Infrastructure Testing: Validating Before You Deploy
Test infrastructure changes before they reach production. Covers Terraform plan analysis, policy-as-code with OPA, integration testing for IaC, chaos engineering for infrastructure, and building confidence in infrastructure changes.
Infrastructure code deserves the same testing rigor as application code. A misconfigured security group, an incorrect IAM policy, or a missing resource tag can cause outages, security breaches, or compliance violations.

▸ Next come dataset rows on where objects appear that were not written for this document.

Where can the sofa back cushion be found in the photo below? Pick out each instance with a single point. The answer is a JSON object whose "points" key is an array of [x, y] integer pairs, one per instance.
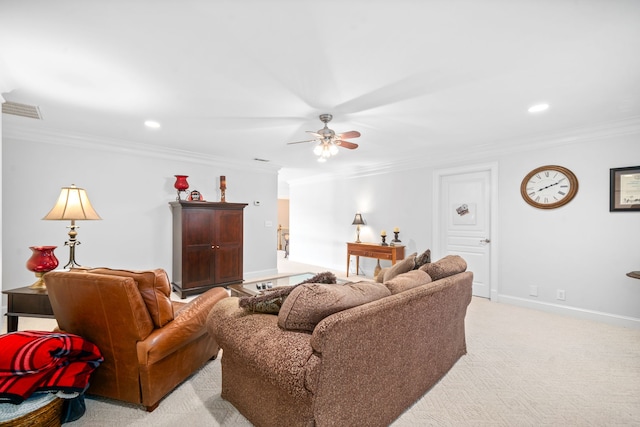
{"points": [[308, 304], [400, 267], [445, 267], [408, 280], [154, 287]]}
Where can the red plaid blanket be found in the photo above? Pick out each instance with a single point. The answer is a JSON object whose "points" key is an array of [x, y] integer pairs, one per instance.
{"points": [[33, 361]]}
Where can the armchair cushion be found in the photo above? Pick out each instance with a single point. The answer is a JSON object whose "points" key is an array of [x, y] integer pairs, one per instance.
{"points": [[308, 304], [154, 287]]}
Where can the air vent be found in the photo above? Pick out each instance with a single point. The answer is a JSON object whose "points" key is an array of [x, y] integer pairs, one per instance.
{"points": [[24, 110]]}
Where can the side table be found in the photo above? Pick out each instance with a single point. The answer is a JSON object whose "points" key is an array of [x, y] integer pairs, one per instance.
{"points": [[26, 302], [373, 250]]}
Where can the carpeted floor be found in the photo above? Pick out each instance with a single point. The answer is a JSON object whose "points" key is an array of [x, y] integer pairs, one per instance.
{"points": [[523, 368]]}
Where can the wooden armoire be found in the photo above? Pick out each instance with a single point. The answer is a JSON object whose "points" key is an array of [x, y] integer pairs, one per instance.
{"points": [[207, 245]]}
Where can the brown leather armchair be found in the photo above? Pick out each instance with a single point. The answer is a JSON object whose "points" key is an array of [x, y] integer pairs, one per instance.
{"points": [[150, 344]]}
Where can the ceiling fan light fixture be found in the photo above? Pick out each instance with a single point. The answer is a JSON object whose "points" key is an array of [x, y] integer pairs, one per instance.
{"points": [[538, 108]]}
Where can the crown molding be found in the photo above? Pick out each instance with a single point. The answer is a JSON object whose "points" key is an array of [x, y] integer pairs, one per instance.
{"points": [[440, 157], [114, 145]]}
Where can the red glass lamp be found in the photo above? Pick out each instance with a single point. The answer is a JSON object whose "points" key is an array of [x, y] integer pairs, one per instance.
{"points": [[42, 261], [181, 184]]}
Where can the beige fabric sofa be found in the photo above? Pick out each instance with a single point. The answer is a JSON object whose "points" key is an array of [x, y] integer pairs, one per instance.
{"points": [[362, 366]]}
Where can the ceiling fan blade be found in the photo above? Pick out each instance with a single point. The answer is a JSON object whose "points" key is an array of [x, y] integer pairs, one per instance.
{"points": [[300, 142], [346, 144], [348, 135]]}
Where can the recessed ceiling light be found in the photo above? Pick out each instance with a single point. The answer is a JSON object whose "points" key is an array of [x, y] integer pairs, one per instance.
{"points": [[538, 108]]}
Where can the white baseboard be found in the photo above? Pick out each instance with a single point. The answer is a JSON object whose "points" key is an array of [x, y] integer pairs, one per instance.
{"points": [[261, 274], [580, 313]]}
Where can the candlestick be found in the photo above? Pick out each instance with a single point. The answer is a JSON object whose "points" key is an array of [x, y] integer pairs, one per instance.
{"points": [[223, 188]]}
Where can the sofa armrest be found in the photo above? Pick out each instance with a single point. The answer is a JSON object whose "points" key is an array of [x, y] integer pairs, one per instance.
{"points": [[256, 342], [189, 323], [417, 334]]}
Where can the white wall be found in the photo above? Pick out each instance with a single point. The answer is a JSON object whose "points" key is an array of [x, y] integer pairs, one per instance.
{"points": [[581, 248], [131, 191]]}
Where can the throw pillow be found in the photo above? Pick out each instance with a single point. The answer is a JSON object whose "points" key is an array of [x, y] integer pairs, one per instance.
{"points": [[403, 266], [445, 267], [409, 280], [423, 258], [154, 287], [308, 304], [271, 300]]}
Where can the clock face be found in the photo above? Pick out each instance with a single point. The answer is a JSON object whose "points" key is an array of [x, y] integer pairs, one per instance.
{"points": [[549, 187]]}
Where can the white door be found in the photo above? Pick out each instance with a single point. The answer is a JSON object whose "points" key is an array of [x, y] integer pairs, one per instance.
{"points": [[464, 222]]}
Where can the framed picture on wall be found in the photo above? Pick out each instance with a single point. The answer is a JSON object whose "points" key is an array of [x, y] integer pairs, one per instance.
{"points": [[625, 189]]}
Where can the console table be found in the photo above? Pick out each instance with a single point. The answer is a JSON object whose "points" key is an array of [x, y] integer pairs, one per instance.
{"points": [[373, 250], [26, 302]]}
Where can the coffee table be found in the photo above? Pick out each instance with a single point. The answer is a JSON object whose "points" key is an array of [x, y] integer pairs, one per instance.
{"points": [[256, 287]]}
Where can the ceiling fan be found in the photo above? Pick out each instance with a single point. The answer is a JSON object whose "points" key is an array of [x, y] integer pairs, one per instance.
{"points": [[329, 141]]}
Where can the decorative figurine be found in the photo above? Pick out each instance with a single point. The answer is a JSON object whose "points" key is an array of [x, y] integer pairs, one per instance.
{"points": [[396, 231]]}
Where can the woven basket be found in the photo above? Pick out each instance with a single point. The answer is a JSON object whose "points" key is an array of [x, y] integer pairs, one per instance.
{"points": [[48, 415]]}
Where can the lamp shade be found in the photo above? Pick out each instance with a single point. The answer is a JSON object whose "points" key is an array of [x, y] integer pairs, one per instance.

Testing infrastructure changes before deployment catches these issues when the cost of fixing them is minutes, not hours.
The Testing Pyramid for Infrastructure
╱╲
╱ ╲ Chaos / Integration Tests
╱ ╲ (real cloud resources, slow, expensive)
╱──────╲
╱ ╲ Policy Tests
╱ ╲ (OPA/Sentinel, fast, comprehensive)
╱────────────╲
╱ ╲ Static Analysis / Linting
╱________________╲ (tflint, checkov, fastest)
Layer 1: Static Analysis
Catch syntax errors, deprecated resources, and security misconfigurations without deploying anything:
# Terraform linting
tflint --recursive
# Security scanning
checkov -d .
trivy config .
# Format validation
terraform fmt -check -recursive
Layer 2: Policy-as-Code
Enforce organizational rules before apply:
# OPA policy: All S3 buckets must have encryption
deny[msg] {
resource := input.resource_changes[_]
resource.type == "aws_s3_bucket"
not resource.change.after.server_side_encryption_configuration
msg := sprintf("S3 bucket '%s' must have encryption enabled", [resource.name])
}
# All resources must have required tags
deny[msg] {
resource := input.resource_changes[_]
required_tags := {"Environment", "Team", "CostCenter"}
provided_tags := {tag | resource.change.after.tags[tag]}
missing := required_tags - provided_tags
count(missing) > 0
msg := sprintf("Resource '%s' missing tags: %v", [resource.name, missing])
}
Layer 3: Integration Tests
Deploy to ephemeral environments and validate:
// Terratest example
func TestVPCModule(t *testing.T) {
terraformOptions := &terraform.Options{
TerraformDir: "../modules/vpc",
Vars: map[string]interface{}{
"environment": "test",
"cidr_block": "10.99.0.0/16",
},
}
defer terraform.Destroy(t, terraformOptions)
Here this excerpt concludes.